100 DÍAS NO ES NADA

A falta de obras y proyectos concretos, en muchos ayuntamientos se ha recuperado como vieja costumbre de propaganda, caída en cierto desuso, aquella de presentar a los vecinos los resultados de los primeros 100 días de la nueva corporación salida de las últimas elecciones municipales. Ha habido incluso consistorios que, teniendo declarada la bancarrota de las cuentas municipales heredadas, se han presentado igualmente a esta convocatoria de imagen para venir a decir que todo va a mejor. No deja de ser una gran contradicción, porque si no tienes dinero, no puedes hacer nada, y si no has encargados obras, en consecuencia, nada puedes presentar como realizado. Otra cosa es prometer lo que se va a hacer de ahora en adelante, pero esta no es la esencia de los 100 primeros días de todo gobierno, donde se cuenta lo que se ha llevado a efecto y se había prometido con antelación.

 

 

La presentación por lo tanto de los 100 días es marketing político que quiere generar confianza, y que todo ello aparezca evidentemente en los medios de comunicación, cuantos más, mejor. Hay gobiernos, especialmente los nacionales y los grandes ayuntamientos, cuya puesta en escena para presentar este hecho es digna de nota. Más que nada, de eso se trata: si el momento es televisado en directo o visto al instante por Internet, entonces los resultados se asemejan a las pretensiones de una comunicación eficaz con la que catapultar las iniciativas de los gobiernos y allanar el camino.
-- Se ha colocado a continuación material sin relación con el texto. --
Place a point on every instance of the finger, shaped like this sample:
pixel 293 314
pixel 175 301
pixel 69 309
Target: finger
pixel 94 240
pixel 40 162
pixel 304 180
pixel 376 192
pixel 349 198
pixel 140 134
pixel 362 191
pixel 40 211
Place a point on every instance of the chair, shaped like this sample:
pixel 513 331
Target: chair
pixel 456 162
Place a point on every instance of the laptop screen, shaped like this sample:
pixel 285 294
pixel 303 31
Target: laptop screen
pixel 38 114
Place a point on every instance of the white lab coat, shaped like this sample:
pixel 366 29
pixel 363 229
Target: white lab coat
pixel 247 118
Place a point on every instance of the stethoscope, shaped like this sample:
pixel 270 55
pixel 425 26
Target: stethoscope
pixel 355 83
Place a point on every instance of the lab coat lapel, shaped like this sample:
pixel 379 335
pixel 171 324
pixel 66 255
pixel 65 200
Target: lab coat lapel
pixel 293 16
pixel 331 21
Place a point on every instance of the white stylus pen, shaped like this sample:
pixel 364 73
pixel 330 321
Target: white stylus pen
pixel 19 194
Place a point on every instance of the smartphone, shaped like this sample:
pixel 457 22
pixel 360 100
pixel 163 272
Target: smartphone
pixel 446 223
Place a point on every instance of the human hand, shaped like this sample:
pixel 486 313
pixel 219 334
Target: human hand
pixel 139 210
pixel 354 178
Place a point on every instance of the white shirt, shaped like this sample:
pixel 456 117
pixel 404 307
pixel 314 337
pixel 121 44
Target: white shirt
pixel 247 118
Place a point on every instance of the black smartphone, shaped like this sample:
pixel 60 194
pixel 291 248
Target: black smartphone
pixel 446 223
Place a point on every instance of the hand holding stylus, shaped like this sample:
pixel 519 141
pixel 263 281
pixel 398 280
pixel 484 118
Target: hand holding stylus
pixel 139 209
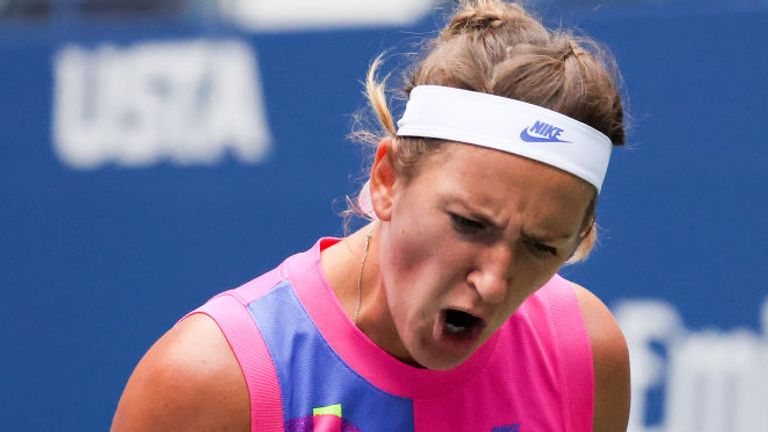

Los resúmenes que he visto hasta ahora sobre algunas celebraciones de los 100 días son un tanto decepcionantes. Lo son porque se habla de una mayor participación ciudadana en las decisiones municipales, lo que resulta una exageración. Lo son porque seguimos insistiendo en hablar de transparencia sólo a través de las webs municipales. Y son frustrantes también porque se echa la culpa al empedrado, en este caso a los medios de comunicación, para no venir a aportar nada nuevo a la gobernabilidad de una ciudad y sus muchas necesidades. Son los hechos los que gusta reflejar en los medios, en vez de polémicas y acusaciones de ida y vuelta, de las que nada pueden sacar en claro los ciudadanos a la hora de ver solucionados sus problemas concretos. Visto lo visto, y con otras elecciones a la vuelta de la esquina, a lo único que ha dado tiempo en estos primeros cien días es al fuego cruzado, políticamente hablando, claro está.